Bahama Woodstar Hummingbird
Known as the smallest birds in the world, Bahama woodstar hummingbirds, grow to about 4 inches. Their common habitat includes pine forests, gardens, forest edges and clearings. They feed on small insects and nectar from flowers. Bahama woodstars are nonsociable and are aggressive toward other species of birds, frequently chasing other species away. They are capable of flying in all directions, including, backward and upside down. Female Bahama woodstars have white feathered throats, the males have violet colored feathers on their throat and forehead.
Bahama parrots can be found in their natural habitat within pine tree forests and coppice forests.
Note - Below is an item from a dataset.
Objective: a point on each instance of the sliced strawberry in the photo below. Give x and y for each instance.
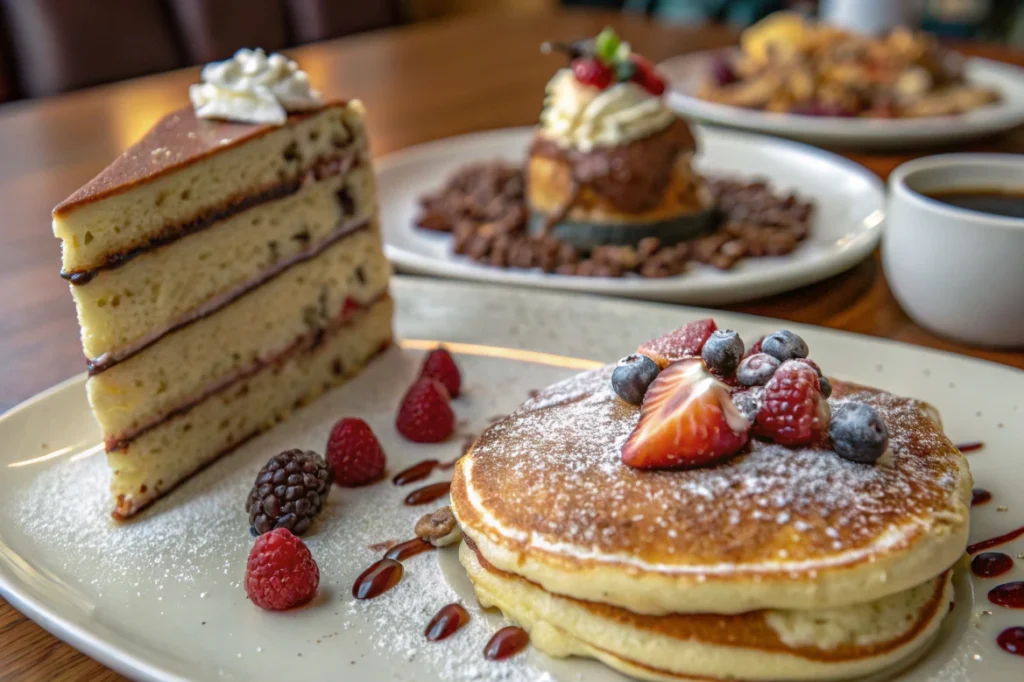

Their scientific name Amazana leucocephala bahamensis translates to "white headed amazon from the Bahamas." Their white feathered heads stand out against their green bodies and red feathers on their abdomen, cheek and throat. They regularly feed on seeds from pine trees, fruit from pond-top palm, poisonwood berries, pigeonberries and guava. Bahama parrots date back to more than 50,000 years ago, surviving during the Pleistocene era.
West Indian Whistling Duck
Eight species of whistling ducks are found in tropical regions worldwide. The west Indian whistling duck is the largest and most rare of the species, reaching heights of 22 inches. It is brown with a white throat, black streaks along the lower neck, red chest, white belly and long legs. They have a tracheal structure that allows them to produce a distinctive whistling call. The west Indian whistling duck is found in its natural habitat of swamps, mangroves, rice fields, palm savannas, lagoons and in sources of saltwater. They feed on rice, corn, seeds, wits, grasses and the fruit of the royal palm.
The Bahama swallow can be found on the islands of Grand Bahama, Abaco and Andros. They can be seen throughout the other Bahamian islands during winter migration. Adults are 6 inches in length, have pointed wings, forked tails and slender bodies. Their colorful bodies have green on the upper part and white toward the lower half. Pine forests are their natural habitat. Insects are their main food source, meeting their nutritional needs. The Bahama swallow species only can be found within the Bahama Islands and are near-threatened to becoming extinct.